What you need to know:

  • The victims, mainly policemen, had been gathering outside the centre to accompany polio workers on the third day of a vaccination campaign which has been frequently targeted by Taliban and other Islamist militant groups in Pakistan.
  • Quetta is the capital of the restive Balochistan province, which is also home to a separatist insurgency that has been raging since 2004.
  • “There are 15 dead, including 12 police, one paramilitary, and two civilians,” a local police official told AFP.

QUETTA, Pakistan, Wednesday

A suicide bomber blew himself up outside a polio vaccination centre in the southwestern Pakistani city of Quetta on Wednesday, killing at least 15 people, officials said, in a Taliban-claimed attack.

The victims, mainly policemen, had been gathering outside the centre to accompany polio workers on the third day of a vaccination campaign which has been frequently targeted by Taliban and other Islamist militant groups in Pakistan.

Quetta is the capital of the restive Balochistan province, which is also home to a separatist insurgency that has been raging since 2004.

“There are 15 dead, including 12 police, one paramilitary, and two civilians,” a local police official told AFP.

Sarfraz Bugti, Balochistan home minister added: “So far 15 people have been injured in the blast, seven of whom are in critical condition.”

An AFP reporter at the site saw three burned out vehicles that had been blown up in the explosion, while human remains lay strewn across the area, along with items of clothing including the caps and shoes of policemen.
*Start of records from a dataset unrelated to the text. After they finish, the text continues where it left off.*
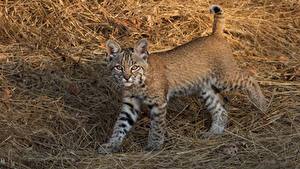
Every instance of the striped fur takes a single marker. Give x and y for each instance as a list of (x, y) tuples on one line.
[(204, 66)]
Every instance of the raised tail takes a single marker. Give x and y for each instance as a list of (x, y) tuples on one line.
[(219, 19)]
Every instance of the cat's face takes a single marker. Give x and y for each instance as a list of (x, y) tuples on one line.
[(128, 66)]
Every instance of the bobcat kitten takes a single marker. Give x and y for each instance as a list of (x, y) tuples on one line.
[(200, 66)]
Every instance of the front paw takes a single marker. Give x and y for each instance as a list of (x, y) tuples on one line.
[(108, 149), (153, 147)]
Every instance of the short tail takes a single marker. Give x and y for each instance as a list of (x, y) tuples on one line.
[(219, 19)]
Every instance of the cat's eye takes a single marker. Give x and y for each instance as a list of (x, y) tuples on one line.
[(134, 67), (118, 67)]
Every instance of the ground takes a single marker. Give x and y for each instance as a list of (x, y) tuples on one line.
[(58, 102)]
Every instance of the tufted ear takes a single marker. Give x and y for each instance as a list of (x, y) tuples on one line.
[(112, 47), (141, 49)]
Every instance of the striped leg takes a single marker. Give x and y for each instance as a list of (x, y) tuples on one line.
[(125, 121), (158, 124), (216, 109)]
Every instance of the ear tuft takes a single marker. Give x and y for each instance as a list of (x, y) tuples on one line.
[(141, 49), (112, 47)]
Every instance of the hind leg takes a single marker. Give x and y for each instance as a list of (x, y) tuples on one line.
[(247, 83), (214, 105)]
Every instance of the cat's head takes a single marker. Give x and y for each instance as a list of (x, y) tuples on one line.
[(128, 65)]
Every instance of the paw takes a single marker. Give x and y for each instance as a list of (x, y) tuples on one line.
[(211, 134), (153, 147), (207, 135), (107, 149)]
Some officials had begun to gather evidence from the scene while others were collecting body parts.

POLIO VACCINATION TEAM

Eye-witness Shabir Ahmed, a 32-year-old police constable, told AFP he had been deployed to protect a polio vaccination team that was due to leave for various neighbourhoods of Quetta at 10 am.

“Suddenly there was a loud bang and I fell to the ground, I could not see anything, there was dust everywhere,” he said.

“Then I heard people screaming and sirens of ambulances,” he continued, adding he had received shrapnel wounds to his stomach, hands, legs and feet.

Anwar ul Haq Kakar, a spokesman for the provincial government, vowed the polio immunisation drive would continue.

“We won’t allow the nefarious designs of the terrorists to succeed, we will eliminate polio,” he said.

TALIBAN INSURGENCY

The attack was later claimed by the Pakistani Taliban, who have been waging an insurgency against the government since 2007.

“We accept the responsibility of attack on security forces in Quetta,” a statement on their Facebook page said.

Pakistan is one of only two countries where polio, a crippling childhood disease, remains endemic.

Attempts to eradicate it have been badly hit by militant attacks on immunisation teams that have claimed nearly 80 lives since December 2012.

Islamist groups including the Taliban say the polio vaccination drive is a front for espionage or a conspiracy to sterilise Muslims.

In 2014 the number of polio cases recorded in Pakistan soared to 306, the highest in 14 years, falling to 52 in 2015.

The most recent attack came in November last year, when unknown gunmen shot and killed the head of an immunisation programme in the Khyber Pakhtunkhwa district of Swabi.